I realize this question is going to have as many answers as people to give one, but I'm asking for two reasons. 
1. Cause I have never seen a stranger.
2. Cause maybe it'll pick up site participation a little.

So for the question...When you are camping and all set up on your lot, do you mind when neighbors say hello, stop by for a quick chat when they are on a walk, or invite you over to have a chat? Or, would you rather just be left alone and not interact with other campers?


----------



## old_guy_camping (Aug 12, 2011)

Depends. Most of the time it is welcome - but there was one time where the person was basically a pest - he kept running to our site wanting us to come take a picture of some bald eagles.
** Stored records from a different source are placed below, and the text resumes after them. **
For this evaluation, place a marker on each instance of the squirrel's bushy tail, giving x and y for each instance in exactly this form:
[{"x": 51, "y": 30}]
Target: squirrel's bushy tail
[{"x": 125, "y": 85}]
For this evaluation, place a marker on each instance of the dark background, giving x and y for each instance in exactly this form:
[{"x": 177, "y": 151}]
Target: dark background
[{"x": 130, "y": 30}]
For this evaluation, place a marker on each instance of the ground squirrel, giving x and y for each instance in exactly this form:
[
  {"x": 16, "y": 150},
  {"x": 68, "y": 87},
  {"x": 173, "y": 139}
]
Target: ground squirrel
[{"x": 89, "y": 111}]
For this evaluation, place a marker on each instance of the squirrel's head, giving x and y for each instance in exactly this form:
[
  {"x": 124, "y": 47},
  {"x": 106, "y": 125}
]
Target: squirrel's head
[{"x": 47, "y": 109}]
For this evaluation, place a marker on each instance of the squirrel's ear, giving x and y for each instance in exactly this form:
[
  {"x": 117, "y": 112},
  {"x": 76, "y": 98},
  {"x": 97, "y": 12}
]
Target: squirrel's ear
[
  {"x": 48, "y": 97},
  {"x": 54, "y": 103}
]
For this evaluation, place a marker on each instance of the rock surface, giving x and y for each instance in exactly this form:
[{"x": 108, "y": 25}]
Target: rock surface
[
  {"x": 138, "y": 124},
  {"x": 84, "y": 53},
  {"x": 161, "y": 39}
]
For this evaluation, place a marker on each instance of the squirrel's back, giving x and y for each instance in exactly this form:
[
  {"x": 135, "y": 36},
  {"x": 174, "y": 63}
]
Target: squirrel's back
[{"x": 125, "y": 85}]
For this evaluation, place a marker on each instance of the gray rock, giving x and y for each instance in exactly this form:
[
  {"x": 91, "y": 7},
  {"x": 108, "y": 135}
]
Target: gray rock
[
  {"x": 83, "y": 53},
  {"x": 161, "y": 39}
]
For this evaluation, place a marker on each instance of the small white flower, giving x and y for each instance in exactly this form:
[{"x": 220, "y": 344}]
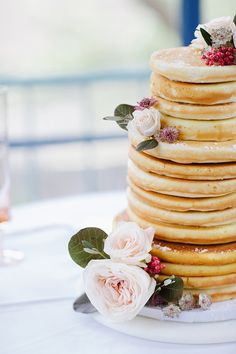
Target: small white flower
[
  {"x": 167, "y": 281},
  {"x": 129, "y": 243},
  {"x": 147, "y": 121},
  {"x": 204, "y": 301},
  {"x": 187, "y": 302},
  {"x": 171, "y": 311},
  {"x": 221, "y": 29},
  {"x": 118, "y": 291}
]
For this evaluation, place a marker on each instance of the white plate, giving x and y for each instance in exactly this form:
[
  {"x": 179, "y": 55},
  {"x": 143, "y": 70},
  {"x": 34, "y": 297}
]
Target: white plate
[
  {"x": 175, "y": 332},
  {"x": 219, "y": 311}
]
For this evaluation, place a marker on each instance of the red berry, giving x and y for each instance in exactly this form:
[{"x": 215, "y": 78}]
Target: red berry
[{"x": 221, "y": 56}]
Everytime he spied one (which you could see them from way off), he'd come running. 8-10 times a day.


----------



## Bamps (Oct 3, 2015)

I usually go out a ways where there are few people. We recently went out and it was opening day of hunting season. There were guys all over the place and a couple people stopped by to say hi. We left but not because they stopped by, I don't think it's a good idea for me to be out stomping through the brush while people are out shooting game. Somehow it doesn't seem like a good idea to me. Lol


----------



## ilovecamping (Feb 21, 2011)

We mostly prefer to be alone. Don't mind a quick intro or a hi when seen but no visiting. We go to get away from everything and relax.


----------



## Shadow (Oct 24, 2011)

It really depends on my mood at the time, and how annoying or not the other person is. 
I have invited people into my camp before, and given people the evil eye at other times.


----------



## Greywuff (Oct 11, 2015)

I'm usually the guy that will say hi if you walk by my site, if you're walking a dog I might comment. If I'm doing the walking I usually make eye contact and say hi to people as I walk by. Usually I can tell right away whether people want to be bothered. If you "strike up a conversation" i'll usually chat with you for a bit, depending on the conversation and whether wifey is pulling me along to get someplace. (But she's generally pretty sociable as well.)
And, as some of the others have alluded to, I have spoken to people and later wondered what I was thinking when I did. (Wonder how many have thought that when I walk off? LOL)


----------